On this website church historian George Knight published, some two weeks ago, an astonished and impassioned critique of a decision made by General Conference leadership. The decision establishes several new committees for policing lower-level policy-compliance and doctrinal orthodoxy, all with a view to maintaining the leadership’s ideal of Christian unity as uniformity. Knight’s critique was based on a report that was published here, unofficially, on August 23.
Now the General Conference has issued its own news release on these committees. That release, available here, neither mentions nor analyzes Knight’s criticisms. It is as though dissent from the tithe-paying Adventist public, even dissent from one of the church’s most respected historians, is not only resented but also studiously ignored. What is clear by now, unfortunately, is that all this exemplifies top leadership’s habitual response — or lack of response — to questions about its authoritarian manner of church administration.
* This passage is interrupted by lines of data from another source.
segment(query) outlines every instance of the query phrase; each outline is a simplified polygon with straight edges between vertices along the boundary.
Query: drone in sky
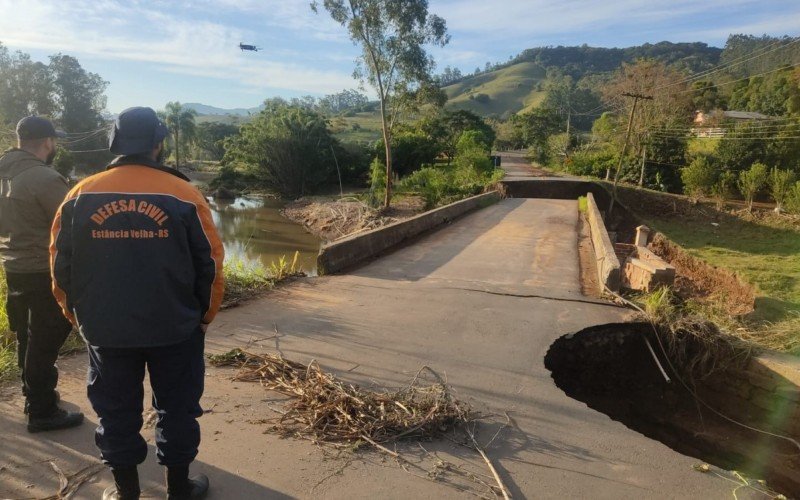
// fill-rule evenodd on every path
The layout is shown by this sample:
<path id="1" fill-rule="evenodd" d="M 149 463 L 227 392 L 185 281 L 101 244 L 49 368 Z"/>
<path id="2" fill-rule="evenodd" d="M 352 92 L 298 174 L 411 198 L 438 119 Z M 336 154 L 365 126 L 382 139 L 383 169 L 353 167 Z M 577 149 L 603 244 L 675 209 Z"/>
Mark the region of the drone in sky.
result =
<path id="1" fill-rule="evenodd" d="M 244 52 L 245 50 L 249 50 L 250 52 L 258 52 L 261 50 L 261 47 L 256 47 L 255 45 L 248 45 L 246 43 L 239 43 L 239 48 Z"/>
One way to characterize all this is to note its palpable — its shameless — inattention to truth. All thoughtful Adventists have had access for two weeks to Knight’s most recent analysis. But numerous other analyses of dubious uses of power, over the entire period since the present administration came to office in 2010, have circulated widely, most often through the independent Adventist press. The church’s top leadership, though doubtless aware of these criticisms, has again and again failed to offer thoughtful, public responses. Little effort, perhaps none, has gone into defending the authoritarian leadership style through appeals to New Testament ecclesiology or the story of pioneer Adventism. This is so even though the critics have themselves appealed to these sources in setting forth their own views, and thus made available to all the arguments for a more flexible and less arrogant approach to leadership. An attempt to refute criticisms from below might well be in order; instead, they are ignored — treated, that is, with a kind of contempt.
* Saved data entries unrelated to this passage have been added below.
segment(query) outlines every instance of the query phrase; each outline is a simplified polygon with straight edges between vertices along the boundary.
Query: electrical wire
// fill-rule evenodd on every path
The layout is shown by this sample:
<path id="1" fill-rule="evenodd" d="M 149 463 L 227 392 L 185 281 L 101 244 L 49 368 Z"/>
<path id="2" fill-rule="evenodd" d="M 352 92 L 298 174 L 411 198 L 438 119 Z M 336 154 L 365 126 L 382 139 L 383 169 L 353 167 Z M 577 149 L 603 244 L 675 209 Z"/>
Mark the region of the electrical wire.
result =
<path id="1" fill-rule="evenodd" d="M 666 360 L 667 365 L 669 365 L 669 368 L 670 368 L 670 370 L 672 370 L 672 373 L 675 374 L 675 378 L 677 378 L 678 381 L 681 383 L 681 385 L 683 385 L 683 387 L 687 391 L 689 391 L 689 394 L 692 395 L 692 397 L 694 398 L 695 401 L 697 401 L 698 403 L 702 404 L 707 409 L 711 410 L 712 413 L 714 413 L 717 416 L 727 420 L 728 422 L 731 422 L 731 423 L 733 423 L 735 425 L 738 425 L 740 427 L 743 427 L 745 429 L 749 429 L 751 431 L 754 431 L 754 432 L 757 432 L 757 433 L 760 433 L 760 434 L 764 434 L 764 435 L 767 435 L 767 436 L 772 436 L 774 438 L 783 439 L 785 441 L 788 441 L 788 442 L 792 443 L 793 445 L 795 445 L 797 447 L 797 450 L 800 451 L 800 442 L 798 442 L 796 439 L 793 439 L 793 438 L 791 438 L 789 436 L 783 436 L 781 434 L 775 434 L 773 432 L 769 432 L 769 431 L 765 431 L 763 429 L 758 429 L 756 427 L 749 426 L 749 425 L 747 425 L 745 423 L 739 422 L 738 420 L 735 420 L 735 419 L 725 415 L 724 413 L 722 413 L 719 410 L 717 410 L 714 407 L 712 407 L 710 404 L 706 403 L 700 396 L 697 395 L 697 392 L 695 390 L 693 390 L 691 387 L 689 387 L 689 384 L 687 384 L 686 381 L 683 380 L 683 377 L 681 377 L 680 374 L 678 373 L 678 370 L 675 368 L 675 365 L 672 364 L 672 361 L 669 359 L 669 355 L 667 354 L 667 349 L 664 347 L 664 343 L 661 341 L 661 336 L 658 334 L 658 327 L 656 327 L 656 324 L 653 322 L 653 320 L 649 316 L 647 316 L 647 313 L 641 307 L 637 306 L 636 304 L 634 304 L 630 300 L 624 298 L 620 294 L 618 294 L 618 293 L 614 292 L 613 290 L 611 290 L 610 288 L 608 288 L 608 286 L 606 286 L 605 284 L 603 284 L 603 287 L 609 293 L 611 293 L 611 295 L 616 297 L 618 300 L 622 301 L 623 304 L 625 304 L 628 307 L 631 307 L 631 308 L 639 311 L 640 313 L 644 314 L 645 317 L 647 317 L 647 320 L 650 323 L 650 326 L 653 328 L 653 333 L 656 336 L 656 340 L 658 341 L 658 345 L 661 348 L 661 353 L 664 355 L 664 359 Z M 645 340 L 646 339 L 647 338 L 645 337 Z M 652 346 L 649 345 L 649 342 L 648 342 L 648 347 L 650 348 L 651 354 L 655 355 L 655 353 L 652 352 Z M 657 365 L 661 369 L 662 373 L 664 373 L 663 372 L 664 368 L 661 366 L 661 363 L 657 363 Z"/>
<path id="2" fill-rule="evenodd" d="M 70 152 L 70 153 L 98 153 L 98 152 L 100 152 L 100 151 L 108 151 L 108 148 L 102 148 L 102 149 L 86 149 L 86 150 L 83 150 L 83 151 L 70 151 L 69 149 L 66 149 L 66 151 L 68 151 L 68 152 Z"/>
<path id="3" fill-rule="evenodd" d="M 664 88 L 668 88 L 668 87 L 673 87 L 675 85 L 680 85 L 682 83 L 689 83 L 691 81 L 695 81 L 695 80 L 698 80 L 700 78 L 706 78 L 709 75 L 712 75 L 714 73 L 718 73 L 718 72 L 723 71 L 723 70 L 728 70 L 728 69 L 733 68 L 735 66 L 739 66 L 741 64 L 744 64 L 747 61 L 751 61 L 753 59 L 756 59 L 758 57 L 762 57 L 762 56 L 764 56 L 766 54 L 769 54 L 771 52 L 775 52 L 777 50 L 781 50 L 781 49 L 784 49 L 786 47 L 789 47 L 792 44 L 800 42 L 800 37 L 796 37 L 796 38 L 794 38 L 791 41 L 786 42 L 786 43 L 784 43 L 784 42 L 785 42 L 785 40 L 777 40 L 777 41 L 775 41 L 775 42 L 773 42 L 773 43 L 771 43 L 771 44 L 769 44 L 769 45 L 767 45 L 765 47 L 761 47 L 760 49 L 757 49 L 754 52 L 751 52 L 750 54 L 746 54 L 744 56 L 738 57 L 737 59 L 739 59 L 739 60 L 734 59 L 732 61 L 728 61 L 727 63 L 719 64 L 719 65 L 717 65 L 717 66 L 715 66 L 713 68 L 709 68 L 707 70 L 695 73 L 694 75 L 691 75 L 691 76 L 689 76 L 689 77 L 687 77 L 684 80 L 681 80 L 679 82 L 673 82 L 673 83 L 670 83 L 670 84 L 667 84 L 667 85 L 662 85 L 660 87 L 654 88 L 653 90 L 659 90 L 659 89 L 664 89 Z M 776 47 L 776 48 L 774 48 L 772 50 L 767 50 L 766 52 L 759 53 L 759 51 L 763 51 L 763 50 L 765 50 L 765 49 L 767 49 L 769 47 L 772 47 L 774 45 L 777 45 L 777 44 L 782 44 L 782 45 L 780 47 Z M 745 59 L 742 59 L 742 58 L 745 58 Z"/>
“Fear not!” is a constant New Testament refrain. But I am put in mind of James Comey’s take on what he calls a “dangerous time” in America. It is a time, he says, when “fundamental truth is questioned” and “unethical behavior is ignored, excused, or rewarded.” Truly “ethical” leaders, he says, “welcome” questions. They build “workplaces where standards are high and fear is low.” He then adds: “Without a fundamental commitment to truth…we are lost.” When I take this in — in a full-blooded way — I just do feel a bit afraid. The General Conference leadership’s refusal to engage in conversation, let alone moderate its plunge into authoritarianism, augurs ill, at least in the short term, for our church’s future. What thoughtful — by which I mean biblically literate — Adventist can begin to be comfortable with what is now coming down from high places?
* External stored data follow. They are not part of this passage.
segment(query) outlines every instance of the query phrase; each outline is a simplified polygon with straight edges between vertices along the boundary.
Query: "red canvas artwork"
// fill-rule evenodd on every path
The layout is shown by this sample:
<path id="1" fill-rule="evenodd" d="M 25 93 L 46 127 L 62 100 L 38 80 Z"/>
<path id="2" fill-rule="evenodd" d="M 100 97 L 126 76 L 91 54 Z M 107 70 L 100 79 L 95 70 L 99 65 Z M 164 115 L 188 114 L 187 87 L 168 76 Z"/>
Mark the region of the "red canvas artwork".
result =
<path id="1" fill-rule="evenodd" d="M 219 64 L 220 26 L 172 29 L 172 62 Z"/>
I grew up on Ellen White’s remark that we “have nothing to fear for the future, except as we shall forget the way the Lord has led us, and His teaching in our past history.” From appearances, it seems that top leadership is ignoring much of our past history, including the part that renounces “kingly power.” Then there’s the direct insistence of Jesus himself, who, according to the Gospels, condemns those rulers who “lord it over others” and “flaunt their power over those under them.” Whoever wants to be great in the kingdom, he declares, must be a “servant,” not a lord. This cannot mean, of course, that administrators must cease to administrate; but it does count — decisively — against self-satisfied, distrustful, diversity-despising authoritarianism.
Leaders who do not give evidence of regard for these points, or even acknowledge fellow church members who beg them to pay attention, are leaders we may excusably think of as having abandoned truthfulness.
Charles Scriven is Board Chair of Adventist Forum, the organization that publishes Spectrum.